Since cartilage has no innervation, neither pain nor fatigue nor reaching the limits of resilience are perceived. However, cartilage also has no blood supply, which is why its metabolism must take place via diffusion, which is time-consuming. In addition, the cartilage tissue is relatively poor in cells, i.e. there are only a few chondrocytes. Consequently, they have to perform well in the production of extracellular substances. If individual chondrocytes do not fulfill this task optimally, the demands on the remaining chondrocytes increase.
Hyaline cartilage, with the exception of joint cartilage, is surrounded by a cartilage skin, the perichondrium. The hyaline cartilage in the joint has no perichondrium. During adolescence, its nutrition is accomplished through subchondrale vessels located in the bone. After maturation, however, calcification happens in the cartilage tissue and supply of the cartilage becomes possible only through the synovial fluid in the joint space. Therefore, cartilage tissue has only a small healing tendency.
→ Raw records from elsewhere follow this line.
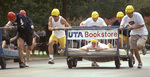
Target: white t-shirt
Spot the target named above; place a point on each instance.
(136, 20)
(90, 22)
(100, 45)
(58, 33)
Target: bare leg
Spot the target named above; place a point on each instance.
(139, 46)
(33, 43)
(3, 44)
(20, 42)
(50, 48)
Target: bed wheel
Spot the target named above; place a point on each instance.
(117, 62)
(3, 63)
(131, 61)
(74, 62)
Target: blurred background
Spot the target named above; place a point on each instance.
(75, 11)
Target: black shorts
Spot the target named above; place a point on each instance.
(28, 38)
(4, 38)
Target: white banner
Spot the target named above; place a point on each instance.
(92, 34)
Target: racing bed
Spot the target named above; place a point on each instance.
(114, 54)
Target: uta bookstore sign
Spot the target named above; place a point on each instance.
(93, 34)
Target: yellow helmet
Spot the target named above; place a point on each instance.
(129, 9)
(55, 12)
(120, 14)
(94, 41)
(94, 14)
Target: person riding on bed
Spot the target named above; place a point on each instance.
(96, 46)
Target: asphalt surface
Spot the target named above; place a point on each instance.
(41, 68)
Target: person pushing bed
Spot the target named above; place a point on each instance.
(97, 46)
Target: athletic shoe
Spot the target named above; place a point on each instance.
(94, 64)
(22, 65)
(61, 52)
(51, 61)
(139, 65)
(144, 51)
(27, 65)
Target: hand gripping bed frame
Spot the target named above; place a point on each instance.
(105, 35)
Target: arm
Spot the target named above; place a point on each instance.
(81, 25)
(136, 27)
(84, 49)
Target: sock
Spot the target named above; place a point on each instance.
(51, 56)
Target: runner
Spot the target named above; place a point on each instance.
(94, 20)
(138, 36)
(24, 32)
(97, 46)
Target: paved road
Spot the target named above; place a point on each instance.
(83, 69)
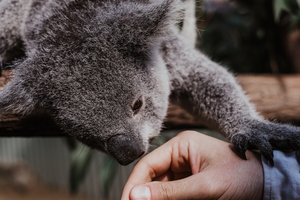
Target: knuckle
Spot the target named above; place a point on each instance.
(187, 134)
(166, 191)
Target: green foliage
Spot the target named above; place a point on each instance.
(107, 174)
(81, 157)
(248, 36)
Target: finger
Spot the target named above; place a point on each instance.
(153, 165)
(199, 186)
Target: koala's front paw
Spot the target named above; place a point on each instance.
(266, 136)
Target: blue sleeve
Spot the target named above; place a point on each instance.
(283, 180)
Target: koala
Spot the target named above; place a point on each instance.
(106, 70)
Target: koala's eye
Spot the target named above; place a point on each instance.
(137, 105)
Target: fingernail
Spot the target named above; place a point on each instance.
(140, 193)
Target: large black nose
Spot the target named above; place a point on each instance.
(125, 149)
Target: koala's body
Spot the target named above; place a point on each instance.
(106, 69)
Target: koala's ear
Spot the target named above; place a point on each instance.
(15, 99)
(145, 24)
(158, 17)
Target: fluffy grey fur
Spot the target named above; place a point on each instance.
(105, 69)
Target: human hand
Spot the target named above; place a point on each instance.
(195, 166)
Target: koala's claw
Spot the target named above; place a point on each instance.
(243, 142)
(266, 136)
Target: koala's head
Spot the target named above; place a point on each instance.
(96, 68)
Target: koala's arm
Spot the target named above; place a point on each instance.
(209, 92)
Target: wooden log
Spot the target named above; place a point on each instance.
(274, 97)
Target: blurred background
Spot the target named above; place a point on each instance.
(258, 36)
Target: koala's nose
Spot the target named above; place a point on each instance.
(125, 149)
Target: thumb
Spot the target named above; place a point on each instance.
(193, 187)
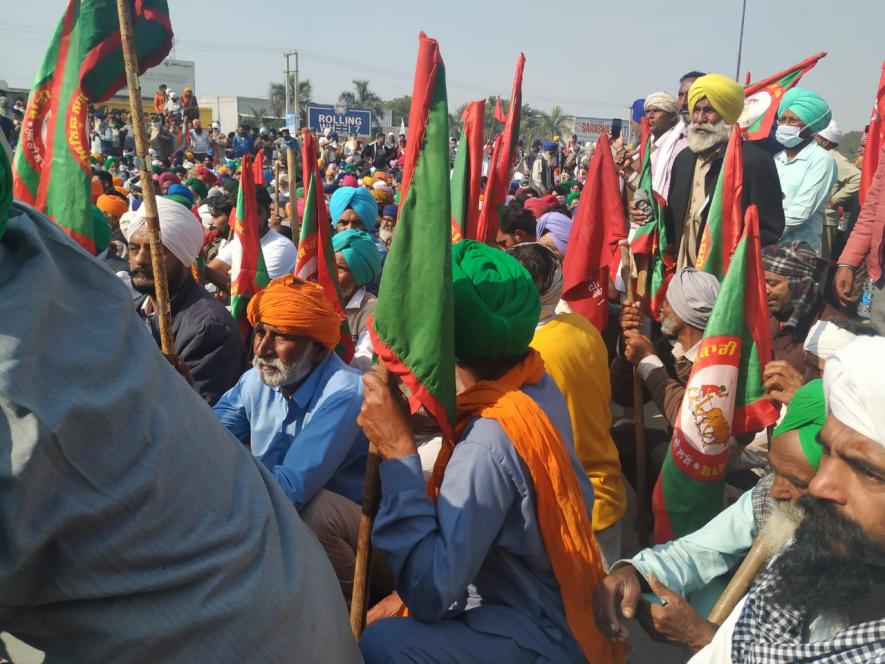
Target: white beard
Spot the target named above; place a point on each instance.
(275, 373)
(703, 137)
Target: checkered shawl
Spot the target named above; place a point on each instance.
(800, 264)
(766, 634)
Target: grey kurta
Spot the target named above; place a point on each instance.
(133, 526)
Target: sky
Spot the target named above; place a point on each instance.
(590, 58)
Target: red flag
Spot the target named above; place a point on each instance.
(764, 97)
(499, 111)
(598, 228)
(258, 167)
(875, 140)
(316, 259)
(467, 173)
(499, 176)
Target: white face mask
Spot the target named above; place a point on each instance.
(788, 135)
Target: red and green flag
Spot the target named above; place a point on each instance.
(499, 176)
(84, 62)
(724, 396)
(413, 325)
(649, 241)
(764, 97)
(725, 220)
(467, 173)
(598, 228)
(316, 258)
(248, 271)
(875, 140)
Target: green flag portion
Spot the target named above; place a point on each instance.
(83, 62)
(724, 396)
(413, 327)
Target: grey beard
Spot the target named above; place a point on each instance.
(276, 373)
(706, 136)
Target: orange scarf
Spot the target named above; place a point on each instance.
(562, 515)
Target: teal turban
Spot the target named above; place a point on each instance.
(806, 415)
(101, 230)
(357, 198)
(360, 253)
(809, 106)
(496, 303)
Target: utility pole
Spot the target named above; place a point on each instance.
(295, 91)
(737, 73)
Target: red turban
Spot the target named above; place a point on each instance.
(297, 307)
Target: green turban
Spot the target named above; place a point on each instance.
(806, 415)
(101, 230)
(809, 106)
(360, 253)
(724, 95)
(496, 303)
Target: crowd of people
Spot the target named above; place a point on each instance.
(161, 534)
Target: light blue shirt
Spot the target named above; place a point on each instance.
(478, 550)
(806, 182)
(310, 441)
(694, 562)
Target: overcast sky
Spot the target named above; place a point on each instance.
(591, 58)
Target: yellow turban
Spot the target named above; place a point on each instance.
(297, 307)
(725, 95)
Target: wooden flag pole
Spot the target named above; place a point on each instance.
(371, 497)
(161, 285)
(637, 294)
(293, 202)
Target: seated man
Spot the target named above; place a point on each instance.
(206, 337)
(278, 251)
(297, 409)
(478, 567)
(359, 264)
(135, 528)
(574, 355)
(689, 564)
(820, 600)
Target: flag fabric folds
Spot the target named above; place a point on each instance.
(724, 396)
(764, 97)
(316, 258)
(84, 62)
(599, 227)
(413, 324)
(499, 176)
(466, 182)
(875, 140)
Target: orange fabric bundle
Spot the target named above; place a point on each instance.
(562, 515)
(112, 204)
(297, 307)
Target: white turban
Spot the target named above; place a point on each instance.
(854, 383)
(180, 231)
(825, 338)
(832, 133)
(662, 101)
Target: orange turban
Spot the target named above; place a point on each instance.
(112, 204)
(297, 307)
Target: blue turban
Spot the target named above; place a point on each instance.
(361, 255)
(558, 225)
(357, 198)
(637, 110)
(809, 106)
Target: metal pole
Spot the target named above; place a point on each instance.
(737, 71)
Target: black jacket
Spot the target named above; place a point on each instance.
(762, 187)
(207, 338)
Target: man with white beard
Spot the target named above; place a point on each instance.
(715, 102)
(297, 409)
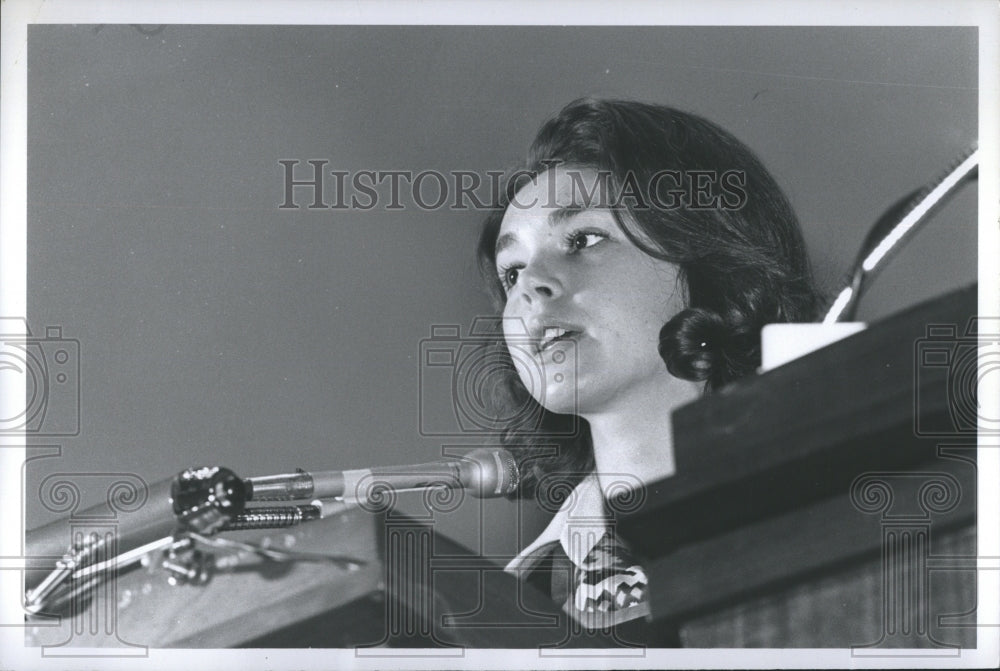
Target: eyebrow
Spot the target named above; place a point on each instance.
(555, 217)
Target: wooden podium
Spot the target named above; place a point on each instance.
(827, 503)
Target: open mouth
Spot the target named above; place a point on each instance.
(553, 335)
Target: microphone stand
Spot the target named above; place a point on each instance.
(203, 502)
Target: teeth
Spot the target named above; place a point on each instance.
(551, 333)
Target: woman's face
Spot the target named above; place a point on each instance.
(584, 305)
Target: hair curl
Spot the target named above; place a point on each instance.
(741, 267)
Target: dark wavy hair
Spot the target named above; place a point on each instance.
(742, 260)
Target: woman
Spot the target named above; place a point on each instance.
(634, 260)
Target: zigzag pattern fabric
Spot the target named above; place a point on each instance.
(609, 579)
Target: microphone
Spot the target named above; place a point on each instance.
(484, 473)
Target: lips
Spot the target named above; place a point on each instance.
(552, 335)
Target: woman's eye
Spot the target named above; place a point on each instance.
(508, 276)
(580, 241)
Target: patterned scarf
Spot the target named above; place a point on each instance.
(609, 580)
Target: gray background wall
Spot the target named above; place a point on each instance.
(217, 329)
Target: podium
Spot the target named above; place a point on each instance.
(830, 502)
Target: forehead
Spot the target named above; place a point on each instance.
(553, 197)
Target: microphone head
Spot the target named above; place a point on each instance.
(489, 472)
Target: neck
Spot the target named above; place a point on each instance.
(634, 442)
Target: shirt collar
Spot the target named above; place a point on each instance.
(577, 527)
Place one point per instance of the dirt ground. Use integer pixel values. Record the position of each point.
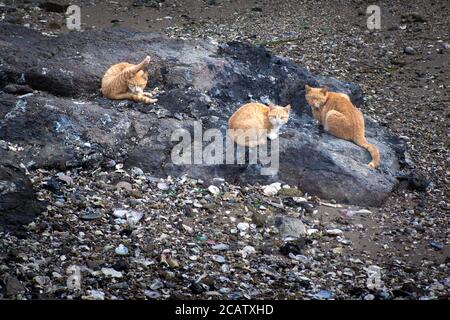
(403, 69)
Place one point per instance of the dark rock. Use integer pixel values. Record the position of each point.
(121, 265)
(196, 288)
(296, 247)
(17, 89)
(13, 286)
(410, 50)
(148, 3)
(412, 17)
(53, 7)
(18, 204)
(202, 82)
(290, 227)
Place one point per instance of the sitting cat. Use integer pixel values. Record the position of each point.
(340, 118)
(127, 81)
(253, 122)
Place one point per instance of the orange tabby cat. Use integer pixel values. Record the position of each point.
(340, 118)
(127, 81)
(254, 122)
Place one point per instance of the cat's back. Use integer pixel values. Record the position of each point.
(248, 112)
(341, 103)
(116, 69)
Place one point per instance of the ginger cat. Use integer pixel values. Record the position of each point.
(253, 123)
(127, 81)
(340, 118)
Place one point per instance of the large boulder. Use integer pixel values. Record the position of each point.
(68, 123)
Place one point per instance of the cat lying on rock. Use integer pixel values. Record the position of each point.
(253, 123)
(127, 81)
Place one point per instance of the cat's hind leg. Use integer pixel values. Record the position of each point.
(134, 97)
(338, 125)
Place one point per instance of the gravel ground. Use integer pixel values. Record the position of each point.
(193, 241)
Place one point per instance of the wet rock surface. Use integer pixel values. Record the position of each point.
(72, 125)
(18, 203)
(176, 250)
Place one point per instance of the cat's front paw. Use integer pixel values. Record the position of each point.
(148, 100)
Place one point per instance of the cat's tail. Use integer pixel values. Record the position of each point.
(374, 152)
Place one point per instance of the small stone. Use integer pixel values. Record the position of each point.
(259, 219)
(120, 213)
(218, 258)
(323, 294)
(409, 50)
(94, 295)
(90, 215)
(247, 250)
(124, 185)
(137, 171)
(334, 232)
(169, 261)
(290, 227)
(152, 294)
(272, 189)
(196, 288)
(110, 272)
(436, 245)
(243, 226)
(13, 286)
(363, 211)
(295, 247)
(220, 247)
(65, 178)
(369, 297)
(121, 250)
(214, 190)
(163, 186)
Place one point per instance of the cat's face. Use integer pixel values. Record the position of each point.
(279, 115)
(138, 83)
(316, 97)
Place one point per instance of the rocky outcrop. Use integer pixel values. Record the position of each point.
(18, 204)
(66, 122)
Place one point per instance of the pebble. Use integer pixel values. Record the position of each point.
(90, 215)
(110, 272)
(272, 189)
(323, 294)
(137, 171)
(436, 245)
(214, 190)
(243, 226)
(290, 227)
(152, 294)
(409, 50)
(163, 186)
(121, 250)
(94, 295)
(218, 258)
(247, 250)
(334, 232)
(220, 247)
(124, 185)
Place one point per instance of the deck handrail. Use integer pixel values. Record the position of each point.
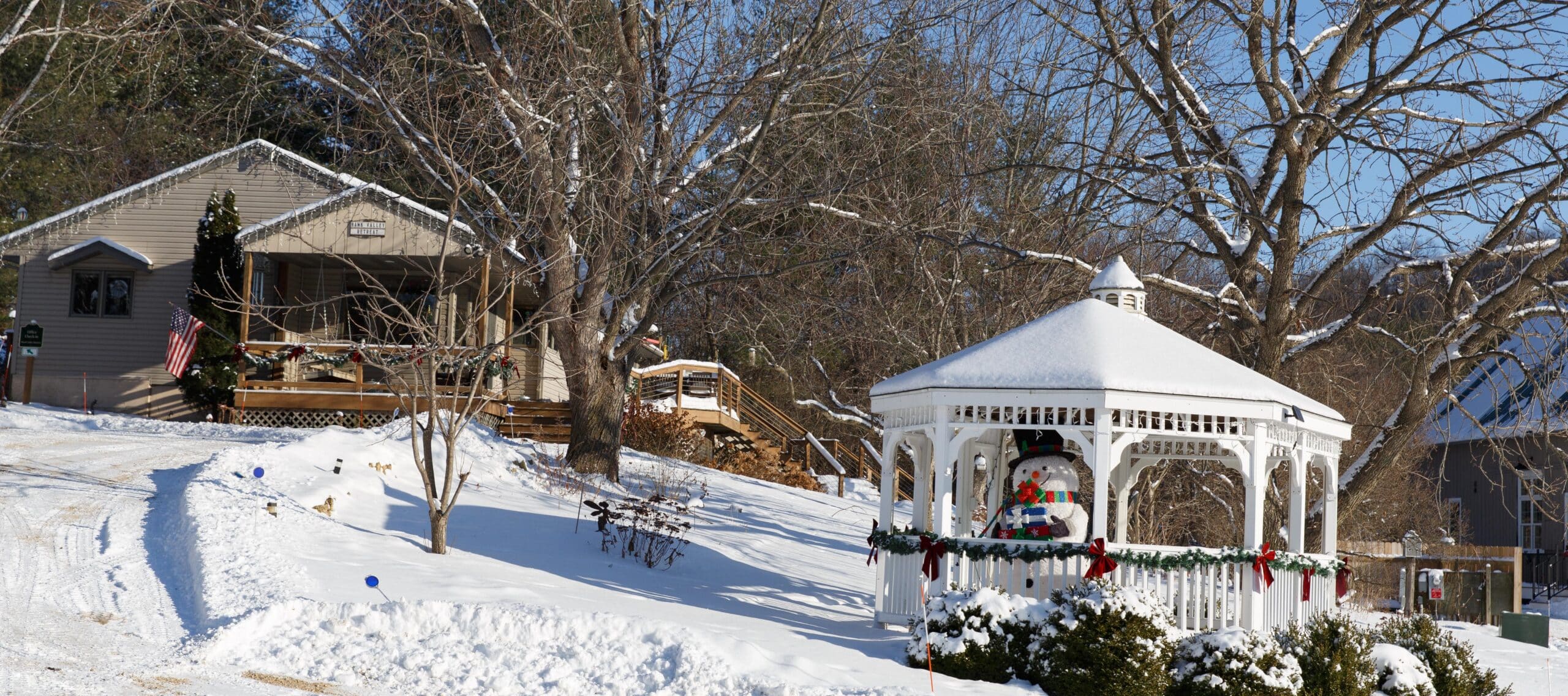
(686, 380)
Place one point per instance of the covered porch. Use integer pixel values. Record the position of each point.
(323, 281)
(1125, 394)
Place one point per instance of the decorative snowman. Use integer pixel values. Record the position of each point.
(1042, 496)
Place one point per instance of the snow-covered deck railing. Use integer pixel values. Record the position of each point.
(1203, 587)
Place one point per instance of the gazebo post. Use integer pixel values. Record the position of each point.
(943, 469)
(1297, 502)
(1101, 463)
(889, 477)
(1255, 469)
(1330, 507)
(922, 482)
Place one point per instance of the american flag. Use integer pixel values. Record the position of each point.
(183, 341)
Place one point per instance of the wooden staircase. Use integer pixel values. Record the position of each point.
(726, 410)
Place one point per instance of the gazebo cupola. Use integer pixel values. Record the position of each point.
(1118, 287)
(1106, 386)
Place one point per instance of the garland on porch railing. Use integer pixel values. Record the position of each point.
(908, 543)
(493, 364)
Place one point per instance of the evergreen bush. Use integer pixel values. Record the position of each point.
(1335, 656)
(1399, 673)
(973, 635)
(1099, 637)
(1235, 662)
(1451, 660)
(217, 275)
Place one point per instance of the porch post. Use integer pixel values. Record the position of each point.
(483, 303)
(1255, 469)
(245, 317)
(1101, 463)
(1330, 507)
(1297, 502)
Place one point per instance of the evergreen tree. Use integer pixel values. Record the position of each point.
(214, 297)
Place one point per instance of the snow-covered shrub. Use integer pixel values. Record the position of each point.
(1235, 662)
(766, 466)
(1451, 660)
(1399, 673)
(973, 634)
(1335, 656)
(662, 433)
(1099, 637)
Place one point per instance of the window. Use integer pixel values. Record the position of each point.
(98, 293)
(1531, 516)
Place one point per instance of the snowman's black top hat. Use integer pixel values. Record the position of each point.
(1040, 442)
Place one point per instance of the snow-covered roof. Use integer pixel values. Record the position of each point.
(1117, 276)
(1521, 391)
(98, 245)
(413, 209)
(1090, 346)
(179, 175)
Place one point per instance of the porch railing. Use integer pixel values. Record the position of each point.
(695, 386)
(1203, 598)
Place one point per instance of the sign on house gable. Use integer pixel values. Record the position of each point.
(368, 228)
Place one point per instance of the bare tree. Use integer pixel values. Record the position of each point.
(430, 333)
(40, 27)
(615, 143)
(1377, 170)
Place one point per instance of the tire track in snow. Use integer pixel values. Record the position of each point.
(83, 609)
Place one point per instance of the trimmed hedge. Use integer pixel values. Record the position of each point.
(1235, 662)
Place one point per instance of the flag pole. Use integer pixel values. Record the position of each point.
(211, 328)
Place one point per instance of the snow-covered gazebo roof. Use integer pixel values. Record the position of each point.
(1093, 347)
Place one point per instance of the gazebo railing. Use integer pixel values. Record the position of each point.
(1202, 599)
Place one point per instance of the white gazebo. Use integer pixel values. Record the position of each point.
(1129, 394)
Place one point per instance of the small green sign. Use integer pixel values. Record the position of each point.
(1525, 627)
(32, 336)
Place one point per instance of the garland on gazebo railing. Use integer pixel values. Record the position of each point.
(494, 364)
(908, 543)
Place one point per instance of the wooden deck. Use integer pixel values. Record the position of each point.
(723, 406)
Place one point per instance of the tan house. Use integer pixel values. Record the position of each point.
(102, 279)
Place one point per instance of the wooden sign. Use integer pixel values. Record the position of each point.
(368, 228)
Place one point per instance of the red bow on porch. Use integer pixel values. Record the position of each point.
(871, 541)
(1101, 565)
(932, 566)
(1261, 573)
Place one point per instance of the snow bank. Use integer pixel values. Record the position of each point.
(493, 648)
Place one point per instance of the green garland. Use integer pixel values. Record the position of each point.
(493, 364)
(908, 543)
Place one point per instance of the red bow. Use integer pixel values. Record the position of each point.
(932, 566)
(1101, 565)
(872, 556)
(1261, 568)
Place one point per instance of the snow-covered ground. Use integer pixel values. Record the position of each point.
(140, 557)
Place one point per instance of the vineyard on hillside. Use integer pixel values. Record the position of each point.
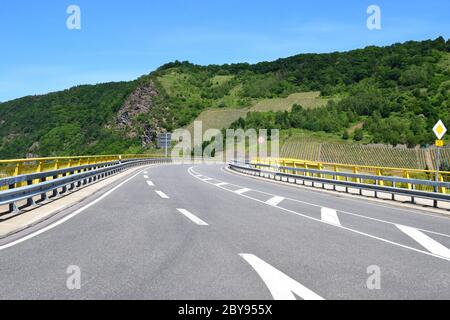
(369, 155)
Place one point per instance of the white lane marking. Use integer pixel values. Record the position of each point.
(192, 217)
(68, 217)
(162, 194)
(409, 211)
(242, 191)
(351, 213)
(425, 241)
(280, 285)
(191, 172)
(275, 201)
(330, 216)
(221, 184)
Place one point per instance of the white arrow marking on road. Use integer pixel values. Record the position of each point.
(244, 190)
(192, 217)
(425, 241)
(330, 216)
(280, 285)
(275, 201)
(162, 194)
(221, 184)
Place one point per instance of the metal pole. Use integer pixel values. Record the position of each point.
(438, 163)
(167, 142)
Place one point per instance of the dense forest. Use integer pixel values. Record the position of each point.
(391, 95)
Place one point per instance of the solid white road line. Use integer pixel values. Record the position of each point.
(192, 173)
(330, 216)
(280, 285)
(242, 191)
(354, 214)
(192, 217)
(425, 241)
(68, 217)
(275, 201)
(162, 194)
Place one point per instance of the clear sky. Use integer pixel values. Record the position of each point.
(121, 40)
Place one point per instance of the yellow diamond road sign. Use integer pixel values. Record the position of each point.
(439, 129)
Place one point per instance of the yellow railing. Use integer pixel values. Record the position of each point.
(9, 168)
(369, 170)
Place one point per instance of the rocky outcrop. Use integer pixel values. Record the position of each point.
(139, 102)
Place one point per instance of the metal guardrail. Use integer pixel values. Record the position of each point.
(349, 180)
(67, 179)
(370, 170)
(16, 167)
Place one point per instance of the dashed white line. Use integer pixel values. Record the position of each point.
(425, 241)
(242, 191)
(68, 217)
(162, 194)
(193, 173)
(330, 216)
(280, 285)
(192, 217)
(275, 201)
(355, 214)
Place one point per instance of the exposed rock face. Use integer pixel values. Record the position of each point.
(139, 102)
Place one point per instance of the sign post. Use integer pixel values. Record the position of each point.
(164, 141)
(439, 130)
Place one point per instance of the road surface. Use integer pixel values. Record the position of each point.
(201, 232)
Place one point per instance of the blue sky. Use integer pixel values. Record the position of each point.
(121, 40)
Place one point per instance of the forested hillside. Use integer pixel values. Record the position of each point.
(390, 95)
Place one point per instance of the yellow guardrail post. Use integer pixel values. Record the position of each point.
(442, 189)
(336, 169)
(380, 174)
(306, 167)
(356, 171)
(17, 171)
(320, 168)
(407, 176)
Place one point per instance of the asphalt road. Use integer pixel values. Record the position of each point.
(201, 232)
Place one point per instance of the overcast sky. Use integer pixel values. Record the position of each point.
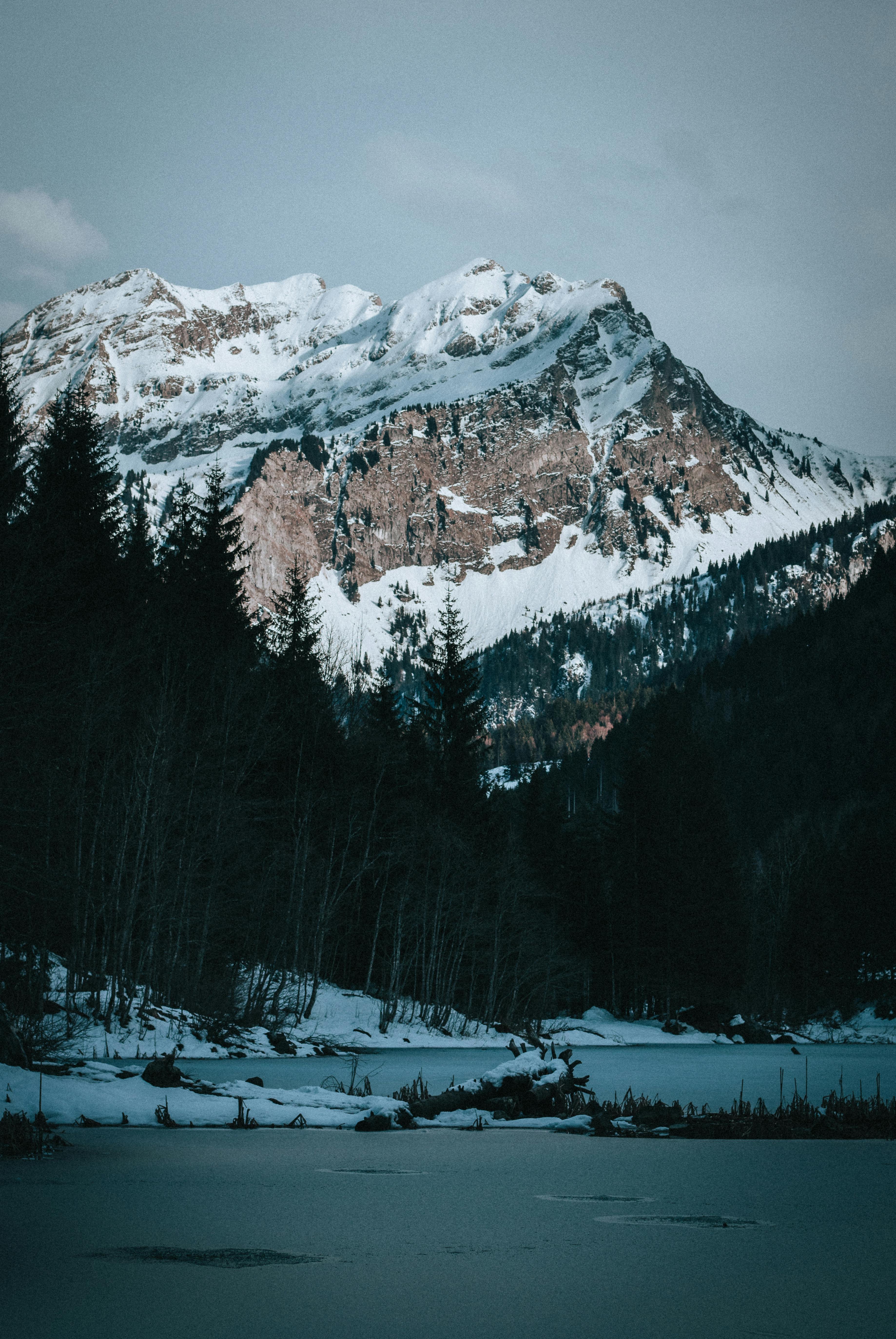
(730, 164)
The degradation of cartilage tissue caused by trauma or chronic and progressive changes is therefore a great challenge for doctors and researchers, since the poor regenerative capacity of human joint cartilage leads to osteoarthritis.
Cartilage cells can be chondroblasts, chondrocytes and chondroclasts. The precursor cells of chondrocytes, the chondroblasts, are called cartilage formers. These can synthesize all cartilage matrix components and therefore represent active cartilage cells. They are formed from mesenchymal stem cells. At the time when they stop this synthesis function, they become chondrocytes, the actual cartilage cells. These are smaller than the chondroblasts and contain a lot of water. The number, location and density of chondrocytes is specific for each type of cartilage.
Function of the cartilage is to ensure the smoothest possible mobility of the joint surfaces and together with the joint fluid to provide pressure elasticity through optimum power transmission .
Nowadays, it is assumed that chondrocytes in osteoarthrotic cartilage begin to divide due to the loss of their matrix and under the influence of growth-regulating cytokines in order to maintain cartilage function. The augmented and increased division leads to the formation of so-called clusters (brood-capsules or growth-nests). These clusters then undergo destruction of the cartilage matrix, which is visible in deep fissures in the cartilage. A consequence can be necrosis of the cartilage cells and finally a complete abrasion down to the bone.